For genuinely novel events, I use a Laplace prior. The intuition: if something hasn’t happened in N attempts, your best estimate for it happening next time is 1/(N+2). This comes from Laplace’s rule of succession, a principled way to reason about events with zero observations.
The method:
Pick a reasonable starting point for when the event could have begun happening. For satellite attacks, we might select 1995 since that’s when GPS became fully operational and space infrastructure became a meaningful military target. That gives N=30 years of opportunities with zero confirmed events.
Calculate the per-period probability: 1/(N+2) = 1/32 ≈ 3.1% per year.
Apply it over the remaining window. With about 1 year until the deadline, the cumulative probability is 1−(1−1/32)^1 ≈ 3.1%.
Adjust for evidence not captured in the base calculation. There are more satellites now than in 1995. There have been suspected cyber attacks that might have temporarily disabled satellites. Tail risks like Russian escalation or Taiwan conflicts could change the calculus. Nudge the estimate as appropriate.
The key insight is that “unprecedented” doesn’t mean “impossible.” It means you should be uncertain and should flag that uncertainty clearly.
Classification in Practice
The classifier is a prompted LLM call that takes the question text and outputs one of the four categories plus a brief justification. It’s fast, reasonably accurate, and provides real uplift for forecasts in empirical results so far. Better instructions let us get away with using smaller, cheaper models without loosing too much in performance.
The tricky cases are questions that could plausibly fit multiple categories.
“Will the US recognize Taiwan before 2029?”
This could be:
BASE_RATE: How often do countries make major diplomatic recognition changes?
CONDITIONAL_CHAIN: Requires US decision + willingness to accept China’s response + no reversal
NOVEL_EVENT: The US-Taiwan-China situation is historically unique
In ambiguous cases, the classifier picks the method most likely to produce a calibrated estimate. Usually that means defaulting to base rate with adjustments, since that’s the most robust approach when you’re uncertain about structure.
Why Split It Out
Having the methods separated lets me track what works and what doesn’t. Each question in my dataset records which classification it received, how the method-specific logic processed it, and what probability came out. As questions resolve, I’ll be able to answer:
Which classifications are most accurate?
Are certain methods systematically overconfident or underconfident?
Do some question types benefit more from structured reasoning than others?
Where should I invest effort in improving the pipeline?
This is the whole point of running at scale.

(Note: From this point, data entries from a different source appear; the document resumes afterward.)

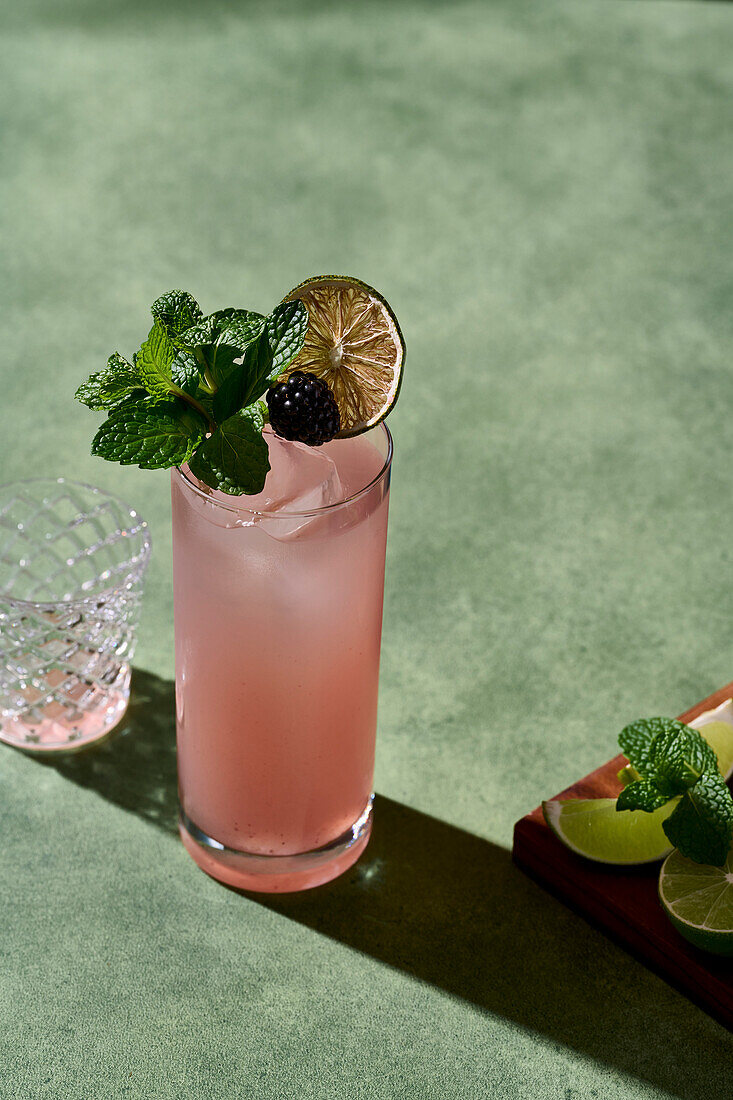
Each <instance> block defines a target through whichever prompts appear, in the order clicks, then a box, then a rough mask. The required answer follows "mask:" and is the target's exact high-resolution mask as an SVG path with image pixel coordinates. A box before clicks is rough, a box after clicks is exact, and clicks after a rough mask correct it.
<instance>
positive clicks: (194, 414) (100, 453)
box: [91, 398, 206, 470]
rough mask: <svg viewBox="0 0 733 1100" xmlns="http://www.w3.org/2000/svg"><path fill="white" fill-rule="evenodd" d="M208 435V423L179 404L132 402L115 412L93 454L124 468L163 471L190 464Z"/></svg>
mask: <svg viewBox="0 0 733 1100" xmlns="http://www.w3.org/2000/svg"><path fill="white" fill-rule="evenodd" d="M205 434H206V421H205V420H204V419H203V417H200V416H199V414H198V412H196V410H195V409H192V408H187V407H186V406H185V405H183V404H182V403H179V401H175V400H172V401H161V403H157V401H150V400H145V399H143V400H140V399H135V398H131V399H130V400H127V401H122V404H121V405H118V406H117V408H114V409H112V411H111V412H110V415H109V416H108V418H107V420H105V422H103V425H102V426H101V428H100V429H99V431H98V432H97V434H96V436H95V438H94V442H92V444H91V453H92V454H97V455H99V456H100V458H102V459H109V461H110V462H119V463H120V464H121V465H123V466H129V465H139V466H140V467H141V469H142V470H161V469H167V467H169V466H178V465H180V463H182V462H188V460H189V459H190V458H192V455H193V454H194V451H195V450H196V448H197V447H198V444H199V443H200V442H201V441H203V440H204V437H205Z"/></svg>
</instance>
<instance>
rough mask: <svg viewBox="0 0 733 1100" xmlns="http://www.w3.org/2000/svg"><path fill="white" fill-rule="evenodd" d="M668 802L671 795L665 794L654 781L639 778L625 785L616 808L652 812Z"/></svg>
mask: <svg viewBox="0 0 733 1100" xmlns="http://www.w3.org/2000/svg"><path fill="white" fill-rule="evenodd" d="M666 802H669V796H668V795H667V794H663V793H661V792H660V791H659V789H658V788H657V785H656V784H655V783H654V782H652V781H650V780H648V779H639V780H637V781H636V782H635V783H630V784H628V785H627V787H624V789H623V791H622V792H621V794H620V795H619V798H617V799H616V810H643V811H644V813H646V814H650V813H652V812H653V811H654V810H658V809H659V806H664V804H665V803H666Z"/></svg>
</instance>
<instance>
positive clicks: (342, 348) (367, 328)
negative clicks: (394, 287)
mask: <svg viewBox="0 0 733 1100" xmlns="http://www.w3.org/2000/svg"><path fill="white" fill-rule="evenodd" d="M295 298H299V299H300V301H302V303H303V304H304V306H305V307H306V309H307V310H308V331H307V333H306V338H305V343H304V344H303V348H302V349H300V352H299V353H298V354H297V355H296V357H295V359H294V360H293V362H292V363H291V364H289V365H288V367H287V370H286V371H285V372H283V374H282V375H281V376H280V379H278V381H281V382H283V381H285V378H287V377H288V375H289V374H292V373H293V371H309V372H311V373H313V374H316V375H318V377H319V378H322V379H324V381H325V382H326V383H328V385H329V386H330V388H331V392H332V394H333V397H335V398H336V403H337V405H338V407H339V412H340V414H341V430H340V431H339V437H338V438H344V437H346V436H359V434H361V432H362V431H368V430H369V428H373V427H374V425H375V423H379V422H380V420H383V419H384V417H385V416H386V415H387V412H389V411H390V409H391V408H392V406H393V405H394V403H395V401H396V399H397V394H398V393H400V383H401V381H402V368H403V365H404V362H405V341H404V340H403V338H402V332H401V331H400V326H398V324H397V319H396V317H395V316H394V313H393V312H392V309H391V308H390V306H389V305H387V303H386V301H385V300H384V298H383V297H382V295H381V294H379V293H378V292H376V290H374V288H373V287H371V286H366V284H365V283H361V282H360V281H359V279H357V278H351V277H350V276H348V275H317V276H315V277H314V278H309V279H306V281H305V283H300V285H299V286H296V287H295V289H293V290H291V293H289V294H288V295H287V296H286V297H285V299H284V300H285V301H293V300H294V299H295Z"/></svg>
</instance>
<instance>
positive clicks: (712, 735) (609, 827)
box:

Instead of debating whether conditional decomposition “should” work in theory, I can measure whether it actually works in practice. The tournament generates the feedback loop.
don’t quote me on this, I’m just making it up as an example



Nice framework for structuring forecasts. The conjuction deflation problem in conditional chains is something I see constantly - people will say each step is "70% likely" without realizing that five steps at 70% each gives you 17% total. Had a project manager once who kept piling"probably fine" assumtions onto a roadmap and then was shocked when nothing shipped on time.
> 1−(1−1/32)^1 ≈ 3.1%.
This is a nice technique, but I find this math is somehow missing some scale-awareness. Suppose we had taken our "period" for assessing the per-period probability to be months instead of years. Then we would have calculated a 1/(30*12 + 2) = 0.002762430939 per-month chance of satellite attack, and substituting in values appropriately to the above equation, we would get a slightly higher chance
1 - (1 - 1/(30*12 + 2))^12 ≈ 3.26%
If we had taken it to be a decade, then we would have calculated a 1/(3 + 2) = 0.2 per-decade chance of satellite attack, and substituting in values, we would get something lower:
1 - (1 - 1/(3 + 2))^(1/10) ≈ 2.21%
Is there some art to choosing the period over which we average? Is it a good idea to take the limit as the period gets smaller and smaller?